The Cult of CrossFit: Christianity and the American Exercise Phenomenon

a conversation with author Katie Rose Hejtmanek and Professor Lauren Mancia

Monday, April 21, 2025; 6:00 to 7:15 PM

Online: Zoom pre-registration required. Zoom link: https://brooklyn-cuny-edu.zoom.us/meeting/register/2Bcns6zTT7OBos05CMZNmw

 

This event celebrates the publication of Anthropology Professor Katie Rose Hejtmanek ‘s The Cult of CrossFit. She will be joined in conversation Lauren Mancia, Professor of History at Brooklyn College and Professor of Medieval Studies at The Graduate Center. We all have that one friend who's a little too into CrossFit. They talk about it all the time, and the way they describe it, you'd think they were describing a cult. Hejtmanek research spans the US and six other continents to understand what makes certain people feel so devoted to CrossFit. Despite presenting itself as a secular space, Hejtmanek argues that CrossFit is deeply intertwined with American Christian values. She makes the case that the Christianity that shapes CrossFit is the same kind of Christianity that shapes much of America, usually in ways we do not even notice.

 


 

Stories on Disability Through Our Voices: Born This Way

a conversation between author Yoon Joo Lee and Professor David J. Connor

Wednesday, April 30, 2025; 2:15 to 3:30 PM

Woody Tanger Auditorium, Brooklyn College Library

 

This event celebrates the publication of Stories on Disability Through Our Voices: Born This Way (Routledge, 2025), the first solo book by Yoon Joo Lee, Associate Professor of Childhood, Bilingual, and Special Education at BC. Lee will be joined by colleague David J. Connor Professor Emeritus at Hunter College.
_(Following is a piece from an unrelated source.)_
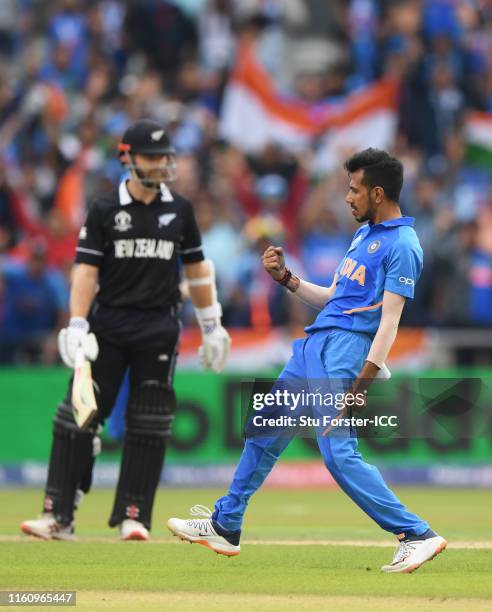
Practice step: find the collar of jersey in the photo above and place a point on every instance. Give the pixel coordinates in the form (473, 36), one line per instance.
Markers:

The book explores the lived experiences of Korean and Korean American women with visible disabilities in South Korea and the U.S. Drawing upon the work of scholars in disability studies in education and feminist disability studies, it challenges readers to (re)consider their own misconceptions and assumptions about disability and reconceptualize their understanding of diversity. Lee’s work is distinguished by her ability to connect personally with the women she interviews, sharing unique yet overlapping experiences as a woman with visible disabilities. Part of the Routledge Book Series Autocritical Disability Studies, the book uses autoethnography to center the researcher’s personal experiences throughout the process. Lee and Connor will engage in a conversation around values of foregrounding voices of individuals with disabilities in various forms of research.